Richard Powell, Regional Director of the RSPB and a Board Member of EEDA
"Renewable energy is the only answer to climate change and the protection of our existing environment. I am a great supporter of wind energy. Obviously there are some sites which would be unsuitable for wind turbines because of their special environmental sensitivity such as bird breeding, feeding and roosting areas and those on bird flight paths and migration routes, and the RSPB ensures that such sites are adequately protected. However, I have no such concern about the sites proposed by CRed - I would love it to go ahead".

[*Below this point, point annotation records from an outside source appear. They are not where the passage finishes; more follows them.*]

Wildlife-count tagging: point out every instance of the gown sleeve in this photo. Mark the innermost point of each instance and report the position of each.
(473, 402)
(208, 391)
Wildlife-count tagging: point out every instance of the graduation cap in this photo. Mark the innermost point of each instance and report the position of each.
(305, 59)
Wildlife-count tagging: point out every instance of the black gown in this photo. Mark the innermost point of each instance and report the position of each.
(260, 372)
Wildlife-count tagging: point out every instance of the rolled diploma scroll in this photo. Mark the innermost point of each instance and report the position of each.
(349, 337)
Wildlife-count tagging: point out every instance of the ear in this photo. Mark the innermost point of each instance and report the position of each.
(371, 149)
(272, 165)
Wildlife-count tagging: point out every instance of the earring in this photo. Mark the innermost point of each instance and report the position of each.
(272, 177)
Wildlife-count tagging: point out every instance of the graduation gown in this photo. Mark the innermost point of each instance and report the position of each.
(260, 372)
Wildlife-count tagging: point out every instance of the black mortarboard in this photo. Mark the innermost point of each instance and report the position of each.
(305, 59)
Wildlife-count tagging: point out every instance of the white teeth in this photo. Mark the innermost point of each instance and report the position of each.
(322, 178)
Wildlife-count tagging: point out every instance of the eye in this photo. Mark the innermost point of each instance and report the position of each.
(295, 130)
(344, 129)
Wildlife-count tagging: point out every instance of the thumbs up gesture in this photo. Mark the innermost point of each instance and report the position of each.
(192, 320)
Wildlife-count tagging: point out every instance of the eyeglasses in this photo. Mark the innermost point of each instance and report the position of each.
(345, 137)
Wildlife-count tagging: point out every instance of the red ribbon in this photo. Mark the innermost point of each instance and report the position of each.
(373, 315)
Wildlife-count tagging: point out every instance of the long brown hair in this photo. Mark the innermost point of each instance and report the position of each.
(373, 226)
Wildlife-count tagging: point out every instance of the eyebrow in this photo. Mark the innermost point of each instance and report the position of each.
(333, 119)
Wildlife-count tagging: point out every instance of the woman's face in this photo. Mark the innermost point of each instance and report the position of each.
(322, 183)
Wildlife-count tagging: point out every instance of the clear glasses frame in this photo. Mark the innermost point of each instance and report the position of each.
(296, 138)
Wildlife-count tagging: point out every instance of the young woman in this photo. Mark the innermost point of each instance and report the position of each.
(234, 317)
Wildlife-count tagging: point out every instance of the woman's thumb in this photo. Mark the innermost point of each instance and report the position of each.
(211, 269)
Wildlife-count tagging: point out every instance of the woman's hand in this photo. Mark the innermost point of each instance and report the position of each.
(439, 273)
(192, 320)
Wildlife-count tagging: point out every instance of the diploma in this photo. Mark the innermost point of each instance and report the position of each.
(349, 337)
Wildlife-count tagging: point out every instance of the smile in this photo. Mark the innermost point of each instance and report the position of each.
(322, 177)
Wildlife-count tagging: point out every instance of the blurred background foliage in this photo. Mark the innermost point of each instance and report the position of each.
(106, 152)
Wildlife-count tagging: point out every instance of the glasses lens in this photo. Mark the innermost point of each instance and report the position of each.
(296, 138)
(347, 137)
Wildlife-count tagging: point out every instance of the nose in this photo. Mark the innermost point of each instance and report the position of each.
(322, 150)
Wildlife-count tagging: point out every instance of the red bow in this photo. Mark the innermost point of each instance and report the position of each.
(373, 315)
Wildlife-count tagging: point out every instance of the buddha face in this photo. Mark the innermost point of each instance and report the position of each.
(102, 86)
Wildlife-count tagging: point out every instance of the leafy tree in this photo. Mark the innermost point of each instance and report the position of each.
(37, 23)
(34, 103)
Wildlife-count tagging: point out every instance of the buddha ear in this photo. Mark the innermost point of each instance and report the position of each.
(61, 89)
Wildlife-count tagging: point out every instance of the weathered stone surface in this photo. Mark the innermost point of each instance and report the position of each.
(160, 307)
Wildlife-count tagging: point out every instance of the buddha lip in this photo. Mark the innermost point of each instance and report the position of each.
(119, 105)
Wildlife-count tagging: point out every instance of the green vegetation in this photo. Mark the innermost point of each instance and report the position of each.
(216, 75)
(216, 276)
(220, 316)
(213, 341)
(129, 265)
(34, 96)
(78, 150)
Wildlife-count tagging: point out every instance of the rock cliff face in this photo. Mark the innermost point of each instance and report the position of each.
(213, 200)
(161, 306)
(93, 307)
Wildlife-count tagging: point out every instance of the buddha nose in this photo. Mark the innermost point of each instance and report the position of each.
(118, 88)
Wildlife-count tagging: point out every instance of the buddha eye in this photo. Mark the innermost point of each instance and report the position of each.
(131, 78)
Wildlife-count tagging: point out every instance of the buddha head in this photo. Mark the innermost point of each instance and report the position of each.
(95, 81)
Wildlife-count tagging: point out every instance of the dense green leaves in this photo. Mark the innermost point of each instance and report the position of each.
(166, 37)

Professor Keith Clayton, founding Dean of the School of Environmental Sciences at UEA, now retired, and who is working to give many old windpumps on Halvergate Marshes a new leash of life and use them to generate electricity
"The past prosperity of Norfolk depended in large part on its windmills. In their time, they were amongst the largest structures in the Norfolk landscape. Now they are regarded as important landscape features in our county. It would be wonderful if we can show the rest of the country how we can encourage the best of the modern technology for our future prosperity at the same time as protecting and cherishing the best of the past".